The Lausanne Convention set a precedent. In 1937, the British urged the Jews and Palestinians to act as flexibly as Greece and Turkey had done in 1923. Nazi Germany negotiated several agreements on forced exchange of people with the Italians, and with the Russians from 1939 to 1941, again with reference to Lausanne. Winston Churchill and Franklin Roosevelt were also directly inspired by the Turkey-Greece conflict when, after World War II, they moved 12 million Germans from Eastern Europe to what later became West Germany.

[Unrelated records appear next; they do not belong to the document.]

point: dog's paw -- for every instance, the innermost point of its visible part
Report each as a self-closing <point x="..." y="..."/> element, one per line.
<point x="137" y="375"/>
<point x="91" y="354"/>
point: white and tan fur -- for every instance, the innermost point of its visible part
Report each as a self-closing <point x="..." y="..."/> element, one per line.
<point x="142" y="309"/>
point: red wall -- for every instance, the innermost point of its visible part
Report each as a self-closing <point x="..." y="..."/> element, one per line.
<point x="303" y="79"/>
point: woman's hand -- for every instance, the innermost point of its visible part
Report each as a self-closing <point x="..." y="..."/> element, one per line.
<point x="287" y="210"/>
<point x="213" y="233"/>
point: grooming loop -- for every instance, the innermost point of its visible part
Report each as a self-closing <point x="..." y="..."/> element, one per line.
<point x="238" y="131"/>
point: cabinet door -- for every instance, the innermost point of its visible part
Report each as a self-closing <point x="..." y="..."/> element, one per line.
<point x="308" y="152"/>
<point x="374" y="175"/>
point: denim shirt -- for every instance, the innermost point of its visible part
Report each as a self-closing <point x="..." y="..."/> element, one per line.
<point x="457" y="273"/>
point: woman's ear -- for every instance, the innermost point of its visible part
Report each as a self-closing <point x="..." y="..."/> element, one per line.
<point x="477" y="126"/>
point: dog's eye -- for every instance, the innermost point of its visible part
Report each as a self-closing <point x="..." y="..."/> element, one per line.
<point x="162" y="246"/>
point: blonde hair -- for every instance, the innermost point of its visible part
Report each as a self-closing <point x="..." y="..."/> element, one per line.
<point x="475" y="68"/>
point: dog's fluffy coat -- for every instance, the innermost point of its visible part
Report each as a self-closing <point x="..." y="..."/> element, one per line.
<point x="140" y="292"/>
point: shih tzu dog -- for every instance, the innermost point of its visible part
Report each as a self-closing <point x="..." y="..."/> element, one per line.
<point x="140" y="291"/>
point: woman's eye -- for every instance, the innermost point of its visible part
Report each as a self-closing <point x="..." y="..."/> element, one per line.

The exchange of people between India and Pakistan in 1947 was not rooted in an international agreement, but the motivation and rhetoric were easily recognizable. 1923 was a tragic year in European history, but it continued to haunt the world for many decades afterwards.

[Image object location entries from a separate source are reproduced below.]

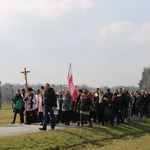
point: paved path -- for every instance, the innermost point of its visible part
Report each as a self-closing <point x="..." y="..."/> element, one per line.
<point x="15" y="129"/>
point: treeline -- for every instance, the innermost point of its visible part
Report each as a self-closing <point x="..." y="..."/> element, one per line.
<point x="8" y="90"/>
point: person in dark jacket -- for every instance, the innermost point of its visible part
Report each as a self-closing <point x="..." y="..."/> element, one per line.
<point x="18" y="107"/>
<point x="101" y="106"/>
<point x="84" y="107"/>
<point x="123" y="104"/>
<point x="114" y="106"/>
<point x="67" y="106"/>
<point x="50" y="104"/>
<point x="76" y="105"/>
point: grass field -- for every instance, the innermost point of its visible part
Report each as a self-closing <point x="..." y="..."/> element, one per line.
<point x="132" y="135"/>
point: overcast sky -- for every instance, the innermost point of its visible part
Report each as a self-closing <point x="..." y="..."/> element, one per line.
<point x="106" y="41"/>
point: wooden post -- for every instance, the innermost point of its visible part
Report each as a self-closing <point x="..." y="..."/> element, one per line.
<point x="26" y="81"/>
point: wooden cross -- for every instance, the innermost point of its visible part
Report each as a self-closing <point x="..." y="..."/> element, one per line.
<point x="25" y="74"/>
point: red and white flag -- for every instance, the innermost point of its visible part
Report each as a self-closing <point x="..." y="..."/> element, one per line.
<point x="70" y="84"/>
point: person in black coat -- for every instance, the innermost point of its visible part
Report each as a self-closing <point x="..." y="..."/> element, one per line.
<point x="50" y="104"/>
<point x="101" y="106"/>
<point x="84" y="107"/>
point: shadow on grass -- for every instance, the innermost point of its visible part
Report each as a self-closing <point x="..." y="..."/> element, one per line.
<point x="100" y="135"/>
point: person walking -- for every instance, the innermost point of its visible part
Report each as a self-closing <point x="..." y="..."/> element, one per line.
<point x="18" y="107"/>
<point x="50" y="104"/>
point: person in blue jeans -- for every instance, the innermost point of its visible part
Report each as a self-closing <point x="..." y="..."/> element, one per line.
<point x="50" y="104"/>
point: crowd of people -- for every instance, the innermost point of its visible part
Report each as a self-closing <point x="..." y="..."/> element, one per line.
<point x="45" y="106"/>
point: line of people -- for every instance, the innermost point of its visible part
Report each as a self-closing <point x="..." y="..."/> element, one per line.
<point x="47" y="107"/>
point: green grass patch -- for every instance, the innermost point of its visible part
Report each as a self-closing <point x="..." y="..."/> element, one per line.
<point x="84" y="138"/>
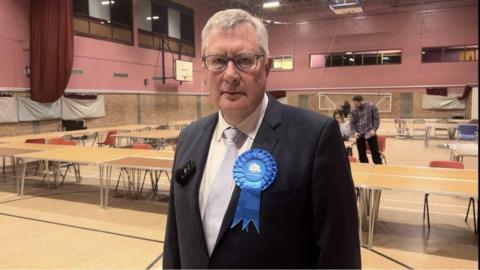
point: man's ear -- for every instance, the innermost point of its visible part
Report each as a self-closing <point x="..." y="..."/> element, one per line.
<point x="268" y="64"/>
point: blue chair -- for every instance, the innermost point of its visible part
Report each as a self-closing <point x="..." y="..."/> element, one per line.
<point x="467" y="131"/>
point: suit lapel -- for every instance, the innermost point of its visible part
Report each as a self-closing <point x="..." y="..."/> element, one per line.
<point x="199" y="153"/>
<point x="266" y="139"/>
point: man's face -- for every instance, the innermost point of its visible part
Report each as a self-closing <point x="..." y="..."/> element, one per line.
<point x="233" y="91"/>
<point x="338" y="117"/>
<point x="357" y="104"/>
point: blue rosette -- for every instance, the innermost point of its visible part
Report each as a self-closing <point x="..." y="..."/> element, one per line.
<point x="253" y="171"/>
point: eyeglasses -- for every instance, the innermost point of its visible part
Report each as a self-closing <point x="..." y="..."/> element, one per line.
<point x="243" y="62"/>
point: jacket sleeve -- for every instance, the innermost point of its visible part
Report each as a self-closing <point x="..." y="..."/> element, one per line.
<point x="353" y="121"/>
<point x="333" y="202"/>
<point x="376" y="118"/>
<point x="171" y="253"/>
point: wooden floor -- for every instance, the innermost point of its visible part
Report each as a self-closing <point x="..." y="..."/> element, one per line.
<point x="65" y="227"/>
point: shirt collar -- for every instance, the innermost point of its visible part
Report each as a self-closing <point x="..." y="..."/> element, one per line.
<point x="249" y="126"/>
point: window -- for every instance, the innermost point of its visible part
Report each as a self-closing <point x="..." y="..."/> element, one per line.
<point x="391" y="57"/>
<point x="284" y="62"/>
<point x="383" y="57"/>
<point x="165" y="23"/>
<point x="104" y="19"/>
<point x="450" y="54"/>
<point x="317" y="60"/>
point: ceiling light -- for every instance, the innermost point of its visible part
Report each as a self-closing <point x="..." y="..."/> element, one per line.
<point x="273" y="4"/>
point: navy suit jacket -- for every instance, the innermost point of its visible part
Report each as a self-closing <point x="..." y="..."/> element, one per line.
<point x="308" y="216"/>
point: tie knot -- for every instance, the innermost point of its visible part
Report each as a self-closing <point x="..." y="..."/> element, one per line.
<point x="232" y="135"/>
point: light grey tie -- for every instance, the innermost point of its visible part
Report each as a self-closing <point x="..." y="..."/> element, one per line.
<point x="221" y="190"/>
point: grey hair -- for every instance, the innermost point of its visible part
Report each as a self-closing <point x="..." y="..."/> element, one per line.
<point x="228" y="19"/>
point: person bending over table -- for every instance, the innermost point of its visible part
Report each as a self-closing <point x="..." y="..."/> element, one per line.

Forced exchange of people is no longer an acceptable way to resolve conflicts. UN human rights emphasize the individual at the expense of collective identity, and UN Resolution 194 (III) states that refugees displaced in the course of war have the right to return.

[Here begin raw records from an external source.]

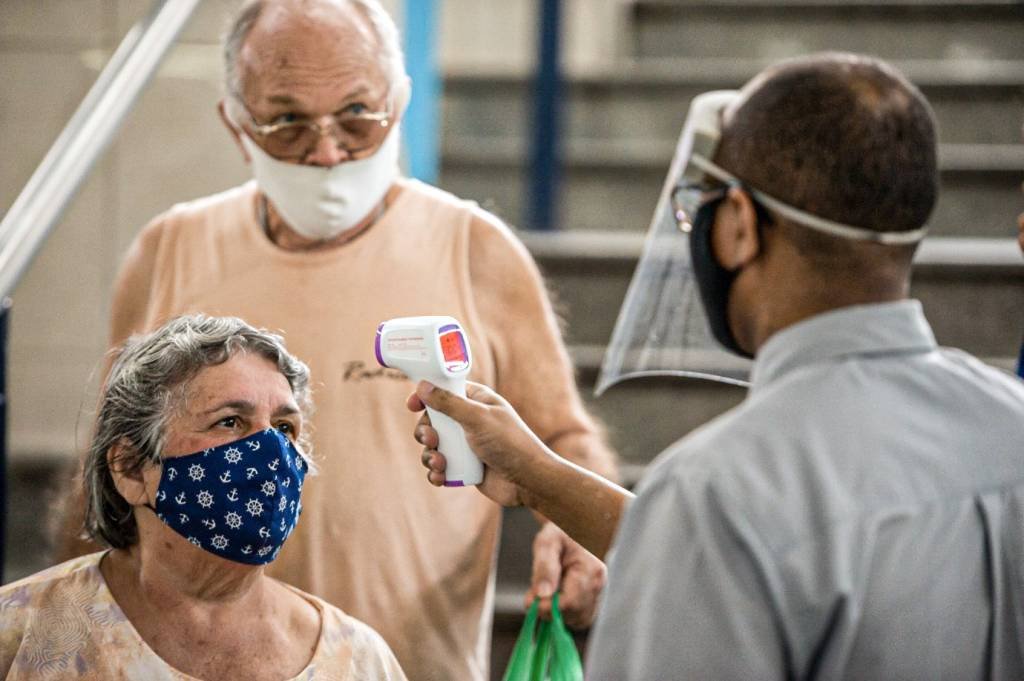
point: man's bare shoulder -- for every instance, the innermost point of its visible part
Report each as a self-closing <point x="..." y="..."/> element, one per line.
<point x="201" y="211"/>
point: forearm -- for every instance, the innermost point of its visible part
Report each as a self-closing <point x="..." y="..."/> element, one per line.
<point x="584" y="504"/>
<point x="587" y="449"/>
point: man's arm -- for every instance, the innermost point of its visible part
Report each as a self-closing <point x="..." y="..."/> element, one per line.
<point x="535" y="373"/>
<point x="534" y="369"/>
<point x="519" y="469"/>
<point x="131" y="294"/>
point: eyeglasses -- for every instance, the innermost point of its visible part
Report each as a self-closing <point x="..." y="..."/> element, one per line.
<point x="687" y="198"/>
<point x="291" y="137"/>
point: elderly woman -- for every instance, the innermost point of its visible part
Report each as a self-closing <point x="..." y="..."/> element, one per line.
<point x="193" y="479"/>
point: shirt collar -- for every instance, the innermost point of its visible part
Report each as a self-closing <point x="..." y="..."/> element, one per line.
<point x="882" y="328"/>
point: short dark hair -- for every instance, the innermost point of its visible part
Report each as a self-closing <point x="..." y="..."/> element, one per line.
<point x="843" y="136"/>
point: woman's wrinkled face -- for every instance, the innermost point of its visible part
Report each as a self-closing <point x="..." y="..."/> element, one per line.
<point x="225" y="402"/>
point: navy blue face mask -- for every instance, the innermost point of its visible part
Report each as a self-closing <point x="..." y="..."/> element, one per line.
<point x="239" y="501"/>
<point x="714" y="281"/>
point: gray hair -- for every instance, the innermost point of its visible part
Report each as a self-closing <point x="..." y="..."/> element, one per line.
<point x="145" y="384"/>
<point x="383" y="26"/>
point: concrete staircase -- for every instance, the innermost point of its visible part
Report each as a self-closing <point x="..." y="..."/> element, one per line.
<point x="622" y="124"/>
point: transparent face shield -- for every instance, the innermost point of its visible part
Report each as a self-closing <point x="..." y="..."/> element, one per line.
<point x="662" y="328"/>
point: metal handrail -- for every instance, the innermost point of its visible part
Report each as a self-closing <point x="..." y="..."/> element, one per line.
<point x="56" y="180"/>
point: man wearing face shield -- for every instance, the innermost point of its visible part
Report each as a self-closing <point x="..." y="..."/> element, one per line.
<point x="328" y="242"/>
<point x="861" y="513"/>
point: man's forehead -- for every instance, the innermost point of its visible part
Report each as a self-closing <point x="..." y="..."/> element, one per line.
<point x="287" y="35"/>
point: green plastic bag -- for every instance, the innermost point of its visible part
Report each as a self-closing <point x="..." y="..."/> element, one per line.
<point x="545" y="650"/>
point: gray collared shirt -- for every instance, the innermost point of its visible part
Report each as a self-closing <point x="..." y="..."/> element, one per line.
<point x="860" y="515"/>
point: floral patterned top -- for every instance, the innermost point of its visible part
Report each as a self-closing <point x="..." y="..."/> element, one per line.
<point x="64" y="623"/>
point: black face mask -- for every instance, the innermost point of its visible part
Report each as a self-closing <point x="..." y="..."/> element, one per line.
<point x="714" y="281"/>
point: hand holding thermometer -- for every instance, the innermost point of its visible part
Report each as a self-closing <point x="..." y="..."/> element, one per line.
<point x="434" y="349"/>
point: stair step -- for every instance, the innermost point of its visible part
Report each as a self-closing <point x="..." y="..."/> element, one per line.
<point x="972" y="289"/>
<point x="975" y="102"/>
<point x="647" y="155"/>
<point x="974" y="202"/>
<point x="892" y="30"/>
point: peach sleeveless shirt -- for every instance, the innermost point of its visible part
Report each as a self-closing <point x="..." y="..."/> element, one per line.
<point x="413" y="561"/>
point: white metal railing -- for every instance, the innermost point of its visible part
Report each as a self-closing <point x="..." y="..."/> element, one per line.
<point x="42" y="202"/>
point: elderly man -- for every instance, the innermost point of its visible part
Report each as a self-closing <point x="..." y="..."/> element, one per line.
<point x="327" y="243"/>
<point x="861" y="514"/>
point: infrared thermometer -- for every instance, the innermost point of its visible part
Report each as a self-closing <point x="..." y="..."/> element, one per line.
<point x="434" y="349"/>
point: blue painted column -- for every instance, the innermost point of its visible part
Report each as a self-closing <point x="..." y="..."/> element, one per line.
<point x="420" y="125"/>
<point x="4" y="316"/>
<point x="545" y="167"/>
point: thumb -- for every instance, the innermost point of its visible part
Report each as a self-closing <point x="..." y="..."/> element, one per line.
<point x="445" y="401"/>
<point x="547" y="566"/>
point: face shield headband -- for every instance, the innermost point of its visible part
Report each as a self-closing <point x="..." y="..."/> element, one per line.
<point x="664" y="328"/>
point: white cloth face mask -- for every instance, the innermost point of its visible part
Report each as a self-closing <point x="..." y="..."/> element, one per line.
<point x="321" y="203"/>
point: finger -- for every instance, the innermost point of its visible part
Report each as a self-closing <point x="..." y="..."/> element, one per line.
<point x="576" y="598"/>
<point x="481" y="393"/>
<point x="547" y="564"/>
<point x="462" y="410"/>
<point x="426" y="435"/>
<point x="414" y="403"/>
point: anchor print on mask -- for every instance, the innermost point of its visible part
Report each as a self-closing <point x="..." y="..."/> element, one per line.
<point x="239" y="501"/>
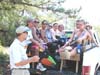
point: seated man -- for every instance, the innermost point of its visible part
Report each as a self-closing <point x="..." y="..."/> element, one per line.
<point x="79" y="35"/>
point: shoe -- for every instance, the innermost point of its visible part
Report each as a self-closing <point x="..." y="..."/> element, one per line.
<point x="40" y="67"/>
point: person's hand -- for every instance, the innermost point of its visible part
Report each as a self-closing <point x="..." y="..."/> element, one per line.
<point x="61" y="50"/>
<point x="35" y="59"/>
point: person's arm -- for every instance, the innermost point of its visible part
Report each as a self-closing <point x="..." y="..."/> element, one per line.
<point x="35" y="35"/>
<point x="53" y="35"/>
<point x="93" y="38"/>
<point x="24" y="62"/>
<point x="43" y="36"/>
<point x="86" y="35"/>
<point x="37" y="43"/>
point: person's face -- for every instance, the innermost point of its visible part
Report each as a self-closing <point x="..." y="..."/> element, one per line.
<point x="24" y="35"/>
<point x="80" y="25"/>
<point x="61" y="28"/>
<point x="44" y="26"/>
<point x="55" y="26"/>
<point x="35" y="23"/>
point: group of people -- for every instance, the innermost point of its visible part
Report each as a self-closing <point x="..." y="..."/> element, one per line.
<point x="31" y="37"/>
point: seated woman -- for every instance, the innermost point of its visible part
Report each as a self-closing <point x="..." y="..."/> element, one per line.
<point x="79" y="35"/>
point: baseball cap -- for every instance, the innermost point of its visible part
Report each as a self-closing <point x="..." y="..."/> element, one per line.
<point x="21" y="29"/>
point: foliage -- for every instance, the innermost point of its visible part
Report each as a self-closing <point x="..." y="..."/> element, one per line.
<point x="14" y="12"/>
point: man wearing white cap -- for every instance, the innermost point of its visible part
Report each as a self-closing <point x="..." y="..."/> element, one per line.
<point x="19" y="62"/>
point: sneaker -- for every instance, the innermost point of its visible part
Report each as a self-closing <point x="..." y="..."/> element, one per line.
<point x="40" y="67"/>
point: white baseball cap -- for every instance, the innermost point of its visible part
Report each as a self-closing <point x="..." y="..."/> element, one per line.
<point x="21" y="29"/>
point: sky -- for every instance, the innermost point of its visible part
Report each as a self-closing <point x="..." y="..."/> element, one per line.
<point x="90" y="9"/>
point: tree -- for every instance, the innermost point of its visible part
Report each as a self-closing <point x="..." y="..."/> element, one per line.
<point x="14" y="12"/>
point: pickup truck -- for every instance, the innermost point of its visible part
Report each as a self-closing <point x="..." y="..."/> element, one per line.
<point x="91" y="57"/>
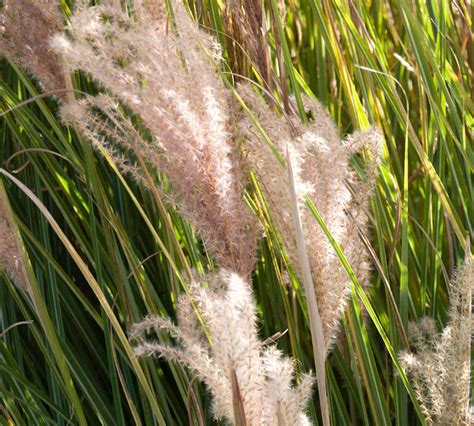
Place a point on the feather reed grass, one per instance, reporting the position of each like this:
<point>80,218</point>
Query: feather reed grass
<point>235,365</point>
<point>439,365</point>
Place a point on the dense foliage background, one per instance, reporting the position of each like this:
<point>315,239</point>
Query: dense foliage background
<point>104,253</point>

Nansen did not know this. He probably thought he was doing a good deed. He was naive and did not understand that his international reputation was being used by the Greeks and the Allies. So perhaps they are right to refer to our national hero as the forerunner of Norwegian peace work. Naivism, also called idealism, is still the guideline of Norwegian foreign policy, and Norway is still abused by major political actors in a game we often do not have an overview of, also called realpolitik. And yes, we are still convinced that personal relationships and individual actors can clean up problems the UN does not create. Please note if the players are Norwegian. But, as history from 1923 shows – the recipe has its weaknesses if the actors have inadequately developed views of culture.
Harmful culture mixture
Today it is uncomfortable to think that people can be forcibly relocated because they are of a different religious opinion. The world is full of countries where religious and ethnic minorities live side by side. In Northern Ireland – why not just forcibly move all Protestants to the north and all Catholics to the south? No that does not work. It violates international driving rules, and it violates human dignity. And first and foremost, it breaks with the idea that people of different origins can live peacefully side by side. The exchange in 1923 was forced, not voluntary. According to several of Mazover's sources, only "fanatics" wanted to move to Turkey. Most were already at home.
Although people's exchanges are no longer practiced, we are still convinced that cultural mixing is harmful, and the authorities regulate the demographics of the world based on suspicion. We do not want too many Muslims in Europe, and we are reluctant to say that Turkey belongs in the EU. Nansen was a child of his time and we are his grandson.